VTech hacker also obtained headshots and chat logs of children and parents

The story seems to have further developed, as it has now been revealed that the hacker that was responsible was also able to obtain headshots and chat logs of the users from compromised VTech products.

In an encrypted interview with Motherboard, the hacker, who was asked not to be named, shared that VTech left other sensitive data exposed on its servers, like photos of children as well as chat logs with their parents. The data was reportedly gathered from 'Kid Connect,' a service that allows parents to chat with their children using a VTech tablet. The service also encourages kids and their parents to take headshots of themselves to be used in apps.

The data accounted for a whopping 190 GB from 2.3 million registered users. At this time it is unclear exactly how many images the hacker was able to find, as some are duplicates, but it's being estimated in the tens of thousands. Aside from the pictures, chat logs and audio communications between child and parents were found on the server. Despite being able to obtain all of the personal data, the hacker told Motherboard that he has no plans in any way to sell or publish.

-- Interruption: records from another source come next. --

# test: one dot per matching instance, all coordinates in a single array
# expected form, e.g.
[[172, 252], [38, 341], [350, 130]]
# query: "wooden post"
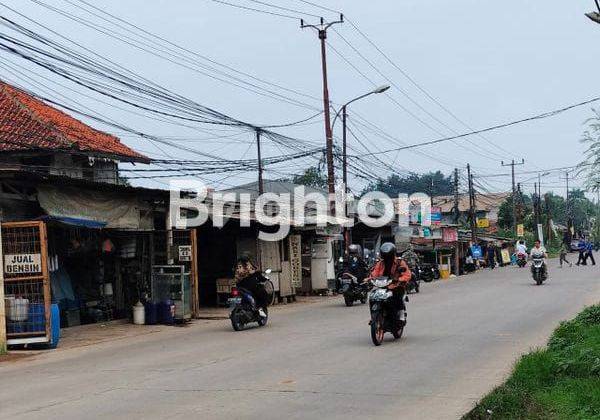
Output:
[[2, 308], [194, 273]]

"Frankly, it makes me sick that I was able to get all this stuff, VTech should have the book thrown at them" - hacker

According to the hacker, most of the acquired data like pictures, chat logs, and audio recordings can easily be traced back to specific usernames - making it easy for the hacker to identify the people involved. As a measure to prevent any more attacks in the future, VTech said in a press release that for the moment, it has shut down its most vulnerable portals such as the 'Learning Lodge,' along with many other VTech websites.